We drift, rudderless, down the stream of time,
betrayed by the ancestors who left us here,
blind to much that was hard-learnt by other ages,
fearful of light and the law,
but above all, anxious in our hearts
that there might be no God,
no Father,
no heavenly succor,
or else that we are already lost to Him,
to fate,
to destiny.
Where shall we turn, in banished agony,
with our tabernacle lost,
and faith weighed down by perfidy?
What solace comes to creatures lost in time?
One source of renewal,
never fails.
With rhythms long,
its means are fire and rain,
ice and time.
Its names are myriad.
To poor exiles it is home.
Jijo.
The passage ended on a strange note of combined reverence and defiance.
If God still wants us, let him find us here.
Till then, we grow part of this,
our adopted world.
Not to hinder, but to serve Her cyclic life.
To sprout humble goodness out of the foul seed of crime.
Not long after that scroll gained
acceptance in the human sept, one winter’s day, ground tremors shook the Slope. Trees toppled, dams burst, and a terrible wind blew. Panic swept from mountains to sea amid reports that Judgment Day had come.
Instead, bursting through a cloud of sparkling dust, the Egg appeared. A gift out of Jijo’s heart.
A gift which must be shared tonight — with aliens.
What if they achieved what he had always failed? Or worse, what if they reacted with derisive laughter, declaring that the Egg was a simple thing that only yokels would take seriously — like fabled Earth-natives worshipping a music box they found on the shore?
Lark struggled to push out petty thoughts, to tune himself with the basso rumble of the hoon, the qheuens’ calliope piping, the twanging spokes of the g’Keks, and all of the other contributions to a rising song of union. He let it take over the measured pace of his breathing, while warmth from the stone fragment seemed to swell up his hand and arm, then across his chest, spreading relaxed detachment.

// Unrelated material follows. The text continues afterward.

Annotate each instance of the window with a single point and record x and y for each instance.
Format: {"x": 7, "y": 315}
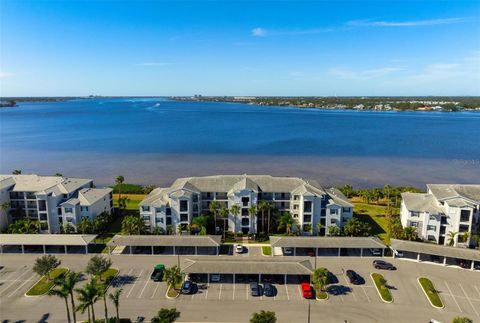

Close, he thought. A tracery of soft patterns began taking shape in his mind. A weblike meshing of vague spirals, made up partly of images, partly of sound.
It’s almost as if something is trying to—
“Is this, not exciting?” a voice broke in from Lark’s right, splitting his concentration into broken shards. “I believe I can feel something now! It’s quite unlike any psi phenomenon I have experienced. The motif is highly unusual.”
Ignore her, Lark thought, clinging to the patterns. Maybe she’ll go away.
But Ling kept talking, sending words clattering up avenues that could not help hearing them. The harder he tried holding on, the quicker detachment slipped away. Lark’s hand now clenched a clammy ball of rock and twine, warm with his body heat alone. He let go in disgust.
“We picked up some tremors on instruments several days ago. The cycles have been rising in strength and complexity for some time.”
Ling seemed blithely unaware of having done anything wrong. That, in turn, made Lark’s simmering resentment seem both petty and futile. Anyway, her beauty by moonlight was even more unnerving than usual, cutting through his anger to a vulnerable loneliness within.